Senior managers and political leaders at Ealing children's services have continued to transform services since the single inspection in 2016, when services were judged to be good, Ofsted has said.
Each child in care in Ealing is surrounded by a team of professionals who work together closely to provide exceptional care and support, a focused visit to the London Borough found.
"There is a tangible determination from those who are involved with children in care to provide a nurturing environment that meets children’s and carers’ emotional needs," said the report. "Staff say that: they feel valued by their leaders and managers; caseloads are manageable; and the retention of social workers, particularly in the connect teams, is improving."

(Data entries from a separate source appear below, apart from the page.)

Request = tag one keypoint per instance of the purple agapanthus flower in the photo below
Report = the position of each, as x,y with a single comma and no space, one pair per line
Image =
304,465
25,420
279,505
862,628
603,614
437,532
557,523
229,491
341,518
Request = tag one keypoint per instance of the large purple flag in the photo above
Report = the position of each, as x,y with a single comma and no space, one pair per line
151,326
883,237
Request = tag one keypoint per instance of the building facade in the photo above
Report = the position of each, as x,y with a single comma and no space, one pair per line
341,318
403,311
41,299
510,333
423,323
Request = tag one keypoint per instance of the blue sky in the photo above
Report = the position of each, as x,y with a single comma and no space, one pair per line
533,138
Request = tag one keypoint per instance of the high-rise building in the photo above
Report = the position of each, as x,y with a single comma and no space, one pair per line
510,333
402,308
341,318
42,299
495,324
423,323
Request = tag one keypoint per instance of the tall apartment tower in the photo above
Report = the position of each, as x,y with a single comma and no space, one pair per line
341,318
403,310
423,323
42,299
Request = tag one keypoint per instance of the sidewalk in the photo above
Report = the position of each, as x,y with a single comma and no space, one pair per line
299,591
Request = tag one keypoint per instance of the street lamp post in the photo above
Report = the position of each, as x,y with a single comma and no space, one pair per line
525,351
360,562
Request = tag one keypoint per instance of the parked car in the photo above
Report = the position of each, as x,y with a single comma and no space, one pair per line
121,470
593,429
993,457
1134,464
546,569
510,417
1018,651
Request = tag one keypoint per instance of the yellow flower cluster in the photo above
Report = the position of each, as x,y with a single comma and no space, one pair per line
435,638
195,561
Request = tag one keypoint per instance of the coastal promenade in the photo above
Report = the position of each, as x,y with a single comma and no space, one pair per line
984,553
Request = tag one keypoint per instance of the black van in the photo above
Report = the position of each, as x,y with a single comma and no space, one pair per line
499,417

The focused visit looked at the quality of care planning for children in care, and the timeliness of permanence arrangements for children who are unable to live with their birth parents.
Specific dedicated teams provide excellent help and support to care leavers and to children who are at risk of coming into care and to those who return home to live with their families. Rigorous performance management and quality assurance means that managers at all levels are very knowledgeable about their service and the areas that need to improve.
- Foster carers are offered an 18-week training programme, ‘nurturing attachments’, that helps them to understand the impact of developmental trauma on the children that they care for.
- Weekly group supervision is a crucial part of the practice model.
- The local authority is committed to securing permanent homes for children if they are unable to live safely with their birth parents, including those for whom it is considered to be harder to find adoptive parents.
- Arrangements to track children through legal and permanence planning panels are well embedded and are mostly effective in preventing delay.
- Bespoke, targeted work, undertaken by dedicated teams, is making a real difference to vulnerable adolescents.
- Staff understand the many and varied needs of unaccompanied minors.
- Permanence planning for children with disabilities or with complex needs is good.
In order to improve social work practice, Ealing should look at the consistency and timeliness of parallel plans for all children who cannot live with their birth parents and the quality and consistency of kinship assessments.
The recording of managers’ decisions following legal and permanence planning panels also needs work.